Is there a faster way to create a df from a txt file?-CodePudding

I have a .txt file with lines such as "G1 X174.774 Y46.362 E1.48236", "M73 Q1 S245", all with one letter then a number and then a space. I'm trying to create a dataframe such that each row is a line from my file and each column is a letter. If my file were just the two lines above, my resulting dataframe would be

G X       Y      E       M  Q S
1 174.774 46.362 1.48236 0  0 0
0 0       0      0       73 1 245

So far I have a dataframe with the columns of all possible letters in the .txt file, and the .txt file is now represented as a list of strings representing each line of the file. As of now I can only figure out how to add each line individually to the df with the following for loop:

for j in tqdm(range(len(lines))):
            line = lines[j]
            points = line.split()
            k = [x[0] for x in points]
            v = [x[1:] for x in points]
            line_dict = dict(zip(k, v))
            df.loc[j] = pd.Series(line_dict)

This gives me my desired result (the unspecified values are NaN, but I can change these to zero later), but as my files have 200k lines, it's taking about an hour per file. Is there a faster way I could do this? I've been trying to think of a way to use list comprehension, but using the dict is confusing me a bit, and I'm not sure how much faster that would make things anyway. I haven't been able to find much on stackoverflow about this subject, but if I missed something please feel free to share the link with me! Thanks!

CodePudding user response：

Yes, I suspect there is. Do not incrementally increase the number of rows in a dataframe in a loop:

df.loc[j] = pd.Series(line_dict)

This will result in quadratic time complexity.

Instead, accumulate those dicts into a list, then create a pandas dataframe from that list at the very end.
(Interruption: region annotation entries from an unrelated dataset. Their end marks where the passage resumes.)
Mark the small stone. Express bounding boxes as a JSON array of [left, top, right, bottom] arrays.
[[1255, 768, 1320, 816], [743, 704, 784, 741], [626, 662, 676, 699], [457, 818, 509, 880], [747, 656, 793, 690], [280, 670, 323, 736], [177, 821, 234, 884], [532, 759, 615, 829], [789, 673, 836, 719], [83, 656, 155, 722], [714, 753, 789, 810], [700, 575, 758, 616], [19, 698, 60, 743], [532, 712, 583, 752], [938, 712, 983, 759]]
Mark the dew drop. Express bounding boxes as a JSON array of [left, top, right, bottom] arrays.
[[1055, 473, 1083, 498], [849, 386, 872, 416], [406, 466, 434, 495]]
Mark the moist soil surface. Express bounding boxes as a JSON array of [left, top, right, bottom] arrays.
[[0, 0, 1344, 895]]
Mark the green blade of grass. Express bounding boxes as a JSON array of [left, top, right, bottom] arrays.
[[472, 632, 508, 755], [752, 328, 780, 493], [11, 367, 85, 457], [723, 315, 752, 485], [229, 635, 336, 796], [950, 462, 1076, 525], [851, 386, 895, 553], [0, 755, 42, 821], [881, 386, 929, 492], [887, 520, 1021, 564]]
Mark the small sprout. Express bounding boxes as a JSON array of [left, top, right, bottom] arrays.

So:

data = []
for line in tqdm(range(lines)):
    points = line.split()
    k = [x[0] for x in points]
    v = [x[1:] for x in points]
    line_dict = dict(zip(k, v))
    data.append(line_dict)

df = pd.DataFrame(data)

The above should be linear time.

CodePudding user response：

Specifying the sep parameter in pandas.read_csv could be a good idea. If the separator is space, then the dataframe constructing could be implemented as follows:

import pandas as pd
df = pd.read_csv('file.txt', sep=' ')